US 11,727,133 B2
Enforcing data privacy policies for federated applications
Vivek Shankar, Singapore (SG); Jose Angel Rodriguez, Cayey, PR (US); Weide Victor Soon, Singapore (SG); and Adrian Rinaldi Sasmita, Singapore (SG)
Assigned to International Business Machines Corporation, Armonk, NY (US)
Filed by International Business Machines Corporation, Armonk, NY (US)
Filed on Apr. 30, 2021, as Appl. No. 17/246,094.
Prior Publication US 2022/0350907 A1, Nov. 3, 2022
Int. Cl. G06F 21/00 (2013.01); G06F 21/62 (2013.01); G06F 21/31 (2013.01)

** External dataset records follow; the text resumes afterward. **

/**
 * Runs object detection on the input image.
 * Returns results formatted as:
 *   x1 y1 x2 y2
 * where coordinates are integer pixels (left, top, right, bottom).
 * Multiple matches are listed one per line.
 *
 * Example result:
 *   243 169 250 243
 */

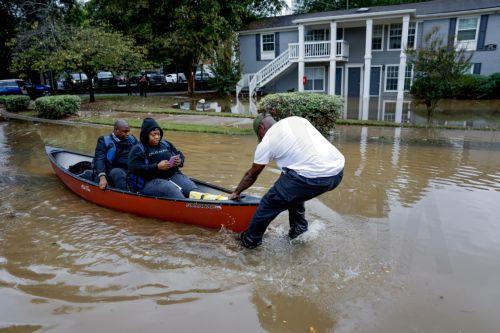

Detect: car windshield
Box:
97 72 113 79
71 73 87 80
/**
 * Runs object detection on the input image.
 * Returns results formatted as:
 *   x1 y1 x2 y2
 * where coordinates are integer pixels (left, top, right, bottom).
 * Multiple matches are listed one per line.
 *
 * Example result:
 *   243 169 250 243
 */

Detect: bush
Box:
490 73 500 99
35 95 81 119
0 95 30 112
258 92 344 135
452 75 495 99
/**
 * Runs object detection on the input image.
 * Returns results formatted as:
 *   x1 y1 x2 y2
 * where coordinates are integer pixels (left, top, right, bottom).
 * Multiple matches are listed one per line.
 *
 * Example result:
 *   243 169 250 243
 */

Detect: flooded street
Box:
0 121 500 332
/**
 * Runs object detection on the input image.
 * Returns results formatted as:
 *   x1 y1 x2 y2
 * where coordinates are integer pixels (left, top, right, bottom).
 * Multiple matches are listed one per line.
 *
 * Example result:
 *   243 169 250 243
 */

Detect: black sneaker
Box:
240 231 262 249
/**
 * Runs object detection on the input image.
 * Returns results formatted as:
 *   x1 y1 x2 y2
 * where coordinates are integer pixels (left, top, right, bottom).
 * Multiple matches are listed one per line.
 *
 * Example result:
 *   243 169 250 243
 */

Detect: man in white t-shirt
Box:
230 114 345 248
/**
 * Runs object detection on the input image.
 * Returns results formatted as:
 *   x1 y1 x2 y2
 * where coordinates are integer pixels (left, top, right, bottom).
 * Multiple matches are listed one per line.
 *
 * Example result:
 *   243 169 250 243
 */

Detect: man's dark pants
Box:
241 169 344 247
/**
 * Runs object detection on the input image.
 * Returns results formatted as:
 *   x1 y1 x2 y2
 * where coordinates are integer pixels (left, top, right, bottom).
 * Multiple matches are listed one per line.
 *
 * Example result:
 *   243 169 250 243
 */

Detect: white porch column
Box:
298 24 305 91
328 22 337 95
395 15 410 124
361 19 373 120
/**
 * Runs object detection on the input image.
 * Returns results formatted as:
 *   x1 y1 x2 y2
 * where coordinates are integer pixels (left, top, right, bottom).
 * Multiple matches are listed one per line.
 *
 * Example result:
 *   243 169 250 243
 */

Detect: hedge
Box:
0 95 30 112
258 92 344 135
35 95 81 119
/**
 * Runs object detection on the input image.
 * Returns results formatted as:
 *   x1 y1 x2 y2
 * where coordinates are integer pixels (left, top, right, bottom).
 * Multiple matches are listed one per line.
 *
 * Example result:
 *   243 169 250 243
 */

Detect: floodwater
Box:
0 122 500 332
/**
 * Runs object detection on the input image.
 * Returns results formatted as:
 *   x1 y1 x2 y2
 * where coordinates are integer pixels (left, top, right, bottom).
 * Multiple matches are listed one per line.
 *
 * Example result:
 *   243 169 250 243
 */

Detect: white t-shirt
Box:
254 117 345 178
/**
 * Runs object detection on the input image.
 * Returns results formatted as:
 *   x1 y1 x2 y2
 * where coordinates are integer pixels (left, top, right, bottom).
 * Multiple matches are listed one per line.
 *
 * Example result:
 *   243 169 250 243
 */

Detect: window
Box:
404 66 413 91
304 29 330 42
455 17 479 50
260 33 274 60
385 65 399 91
388 23 403 50
304 67 325 91
372 25 384 51
407 22 417 49
337 28 344 40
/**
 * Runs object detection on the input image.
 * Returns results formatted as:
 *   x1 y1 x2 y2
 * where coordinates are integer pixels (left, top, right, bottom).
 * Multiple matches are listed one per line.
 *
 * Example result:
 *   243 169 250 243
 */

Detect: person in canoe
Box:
128 118 198 199
93 119 138 191
229 114 345 248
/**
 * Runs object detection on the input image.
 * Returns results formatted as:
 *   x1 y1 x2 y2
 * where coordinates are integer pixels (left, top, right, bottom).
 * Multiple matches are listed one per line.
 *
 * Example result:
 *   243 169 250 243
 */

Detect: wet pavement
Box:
0 121 500 332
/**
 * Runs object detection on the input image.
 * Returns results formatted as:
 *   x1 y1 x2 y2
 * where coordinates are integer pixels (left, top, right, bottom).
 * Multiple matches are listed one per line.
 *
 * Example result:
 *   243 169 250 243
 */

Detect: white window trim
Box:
336 66 345 96
368 65 383 97
304 28 330 42
260 32 276 60
387 23 403 51
403 64 414 92
381 99 411 121
455 15 481 51
406 21 418 50
384 64 399 92
372 24 386 52
304 66 326 92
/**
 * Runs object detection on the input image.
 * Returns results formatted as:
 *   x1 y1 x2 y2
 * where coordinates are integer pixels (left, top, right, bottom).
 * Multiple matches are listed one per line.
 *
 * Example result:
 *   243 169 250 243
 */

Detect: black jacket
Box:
94 134 138 175
128 118 184 180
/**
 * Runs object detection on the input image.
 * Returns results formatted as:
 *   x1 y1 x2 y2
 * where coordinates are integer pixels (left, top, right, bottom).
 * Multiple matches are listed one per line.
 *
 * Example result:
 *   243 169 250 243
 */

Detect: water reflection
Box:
0 118 500 332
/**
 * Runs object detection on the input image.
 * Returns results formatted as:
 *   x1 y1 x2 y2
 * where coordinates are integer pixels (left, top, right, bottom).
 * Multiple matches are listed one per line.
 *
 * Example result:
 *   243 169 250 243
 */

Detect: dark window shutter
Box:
274 32 280 57
370 67 381 96
448 17 457 49
472 63 481 75
255 34 260 61
477 15 488 51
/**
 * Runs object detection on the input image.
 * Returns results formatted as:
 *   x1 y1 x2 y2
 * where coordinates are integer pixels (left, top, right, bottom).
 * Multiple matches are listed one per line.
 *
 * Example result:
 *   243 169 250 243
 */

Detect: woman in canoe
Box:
128 118 197 198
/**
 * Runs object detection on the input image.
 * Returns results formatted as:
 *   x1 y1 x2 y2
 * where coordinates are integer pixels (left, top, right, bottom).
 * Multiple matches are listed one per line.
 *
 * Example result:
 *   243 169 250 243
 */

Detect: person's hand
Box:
99 176 108 191
229 192 240 201
172 155 182 166
158 160 171 171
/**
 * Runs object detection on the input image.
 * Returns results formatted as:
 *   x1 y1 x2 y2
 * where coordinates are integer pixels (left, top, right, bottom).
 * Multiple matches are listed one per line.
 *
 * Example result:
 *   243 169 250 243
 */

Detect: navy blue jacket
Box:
94 134 138 175
128 118 184 180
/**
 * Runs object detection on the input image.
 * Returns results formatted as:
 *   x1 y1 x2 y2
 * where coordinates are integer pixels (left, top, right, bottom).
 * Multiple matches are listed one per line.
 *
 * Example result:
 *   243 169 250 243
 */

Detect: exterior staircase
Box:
236 49 293 98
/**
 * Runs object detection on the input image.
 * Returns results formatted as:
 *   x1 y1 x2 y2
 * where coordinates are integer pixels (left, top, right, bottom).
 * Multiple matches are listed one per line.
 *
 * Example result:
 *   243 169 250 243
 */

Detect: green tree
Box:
294 0 429 14
406 29 472 123
86 0 284 93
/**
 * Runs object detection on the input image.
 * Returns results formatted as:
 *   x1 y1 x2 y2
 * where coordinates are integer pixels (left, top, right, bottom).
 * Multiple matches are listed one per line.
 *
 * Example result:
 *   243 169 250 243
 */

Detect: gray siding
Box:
471 14 500 75
240 31 299 74
344 27 366 64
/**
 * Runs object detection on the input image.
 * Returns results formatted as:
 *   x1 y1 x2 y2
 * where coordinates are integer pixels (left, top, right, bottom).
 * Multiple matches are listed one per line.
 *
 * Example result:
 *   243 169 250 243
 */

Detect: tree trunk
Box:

CPC G06F 21/6218 (2013.01) [G06F 21/31 (2013.01)] 20 Claims
OG exemplary drawing
 
1. A method comprising:
identifying, at a service provider, user data requested by a first user and a purpose for the user data;
transmitting, using a federation protocol, a request for the user data from the service provider to an identity provider, wherein the service provider and the identity provider are in an identity federation, wherein the request includes a defined syntax for conveying the purpose for the user data to the identity federation; and
after obtaining user consent from a second user different from the first user for the user data to be used for the purpose identified by the service provider, receiving an authorization token from the identity provider to access the user data.